Bon nombre de propositions tournent également autour du renforcement de la cohérence de la politique de santé (par une articulation des différents schémas ou une coordination des décideurs) et de sa transparence, avec des « règles du jeu claires ». L'Uniopss rappelle, à ce propos, que les structures médico-sociales et sociales ont eu à connaître, entre décembre 2005 et mai 2006, pas moins de 25 textes réglementaires successifs concernant leur financement et la tarification ! L'une des priorités concerne aussi le renforcement des complémentarités entre le secteur sanitaire et social et leur articulation afin d'assurer un continuum de réponses. Sur ce point, les coopérations entre établissements et les réseaux de santé et médico-sociaux sont des outils à promouvoir, souligne l'union, encore faut-il qu'ils bénéficient d'un meilleur soutien, y compris financier.

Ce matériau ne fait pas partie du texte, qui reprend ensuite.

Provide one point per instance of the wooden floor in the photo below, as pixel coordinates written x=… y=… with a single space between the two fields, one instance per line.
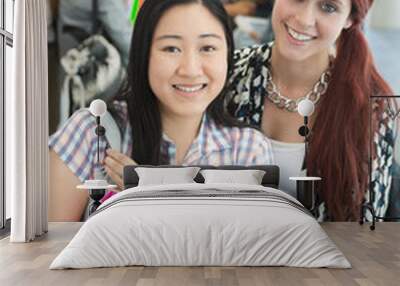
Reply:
x=374 y=255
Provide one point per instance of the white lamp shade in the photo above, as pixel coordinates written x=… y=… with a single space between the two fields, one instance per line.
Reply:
x=98 y=107
x=305 y=107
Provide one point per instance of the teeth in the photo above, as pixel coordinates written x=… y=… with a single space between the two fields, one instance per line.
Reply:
x=298 y=36
x=189 y=89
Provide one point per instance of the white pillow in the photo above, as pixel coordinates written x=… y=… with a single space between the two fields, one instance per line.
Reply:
x=249 y=177
x=162 y=176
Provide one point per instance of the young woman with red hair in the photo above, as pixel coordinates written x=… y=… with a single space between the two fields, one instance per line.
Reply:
x=320 y=53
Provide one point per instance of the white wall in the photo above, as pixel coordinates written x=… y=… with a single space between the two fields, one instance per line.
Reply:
x=385 y=14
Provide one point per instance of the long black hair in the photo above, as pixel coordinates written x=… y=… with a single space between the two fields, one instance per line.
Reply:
x=143 y=109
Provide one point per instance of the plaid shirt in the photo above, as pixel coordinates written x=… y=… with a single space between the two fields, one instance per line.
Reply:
x=76 y=144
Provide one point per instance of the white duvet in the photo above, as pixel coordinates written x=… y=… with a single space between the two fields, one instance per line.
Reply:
x=201 y=224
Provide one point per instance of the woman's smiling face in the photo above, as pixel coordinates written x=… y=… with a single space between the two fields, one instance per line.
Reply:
x=306 y=28
x=188 y=60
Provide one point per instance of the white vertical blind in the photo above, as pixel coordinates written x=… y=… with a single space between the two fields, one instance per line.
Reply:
x=27 y=123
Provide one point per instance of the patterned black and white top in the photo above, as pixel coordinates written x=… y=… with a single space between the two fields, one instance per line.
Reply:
x=245 y=100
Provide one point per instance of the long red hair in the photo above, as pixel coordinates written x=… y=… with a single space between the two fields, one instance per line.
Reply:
x=339 y=145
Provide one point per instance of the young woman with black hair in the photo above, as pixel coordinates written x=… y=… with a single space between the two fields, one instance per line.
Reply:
x=171 y=110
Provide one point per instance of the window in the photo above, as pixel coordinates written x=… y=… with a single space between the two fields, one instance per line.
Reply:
x=6 y=66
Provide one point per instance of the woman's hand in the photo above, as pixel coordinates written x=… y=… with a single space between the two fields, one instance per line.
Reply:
x=114 y=164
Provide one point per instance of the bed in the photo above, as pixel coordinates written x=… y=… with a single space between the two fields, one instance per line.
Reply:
x=201 y=224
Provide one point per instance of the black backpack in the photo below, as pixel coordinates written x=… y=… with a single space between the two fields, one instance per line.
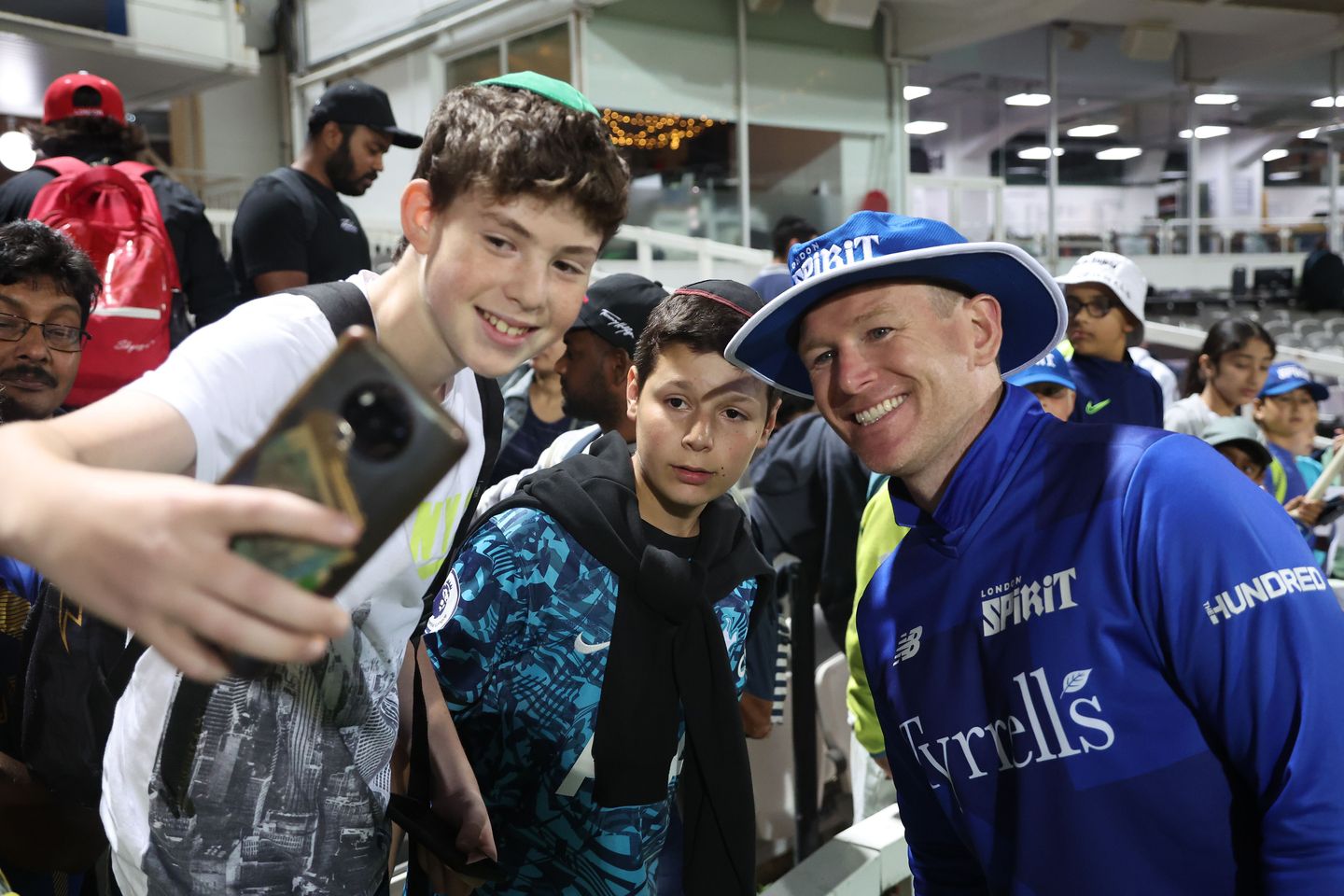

Enfin, outre des préconisations visant à conforter et favoriser la participation effective des usagers, l'Uniopss demande que « l'originalité de l'accompagnement et la plus-value sociale » du secteur privé non lucratif soient reconnues. Or « les économies budgétaires de court terme fondées sur des indicateurs d'efficacité trop partiels, la simplification apparente qui voudrait que seuls des opérateurs de grande taille soient efficaces [...] ou encore l'instrumentalisation croissante des associations, souvent corrélée à une volonté de standardiser les réponses », vont à l'encontre de cette prise en compte, estime l'organisation, qui rappelle que l'épisode caniculaire de 2003 ou les flambées de violences dans les banlieues montrent bien la fragilité du système. L'Uniopss demande donc que les réformes des modes de régulation et de financement des structures sanitaires, sociales et médico-sociales concourant à la prévention et aux soins tiennent compte de la spécificité du secteur privé non lucratif.
(1) Intitulée « La santé, un enjeu du sanitaire et du social » et organisée à Paris.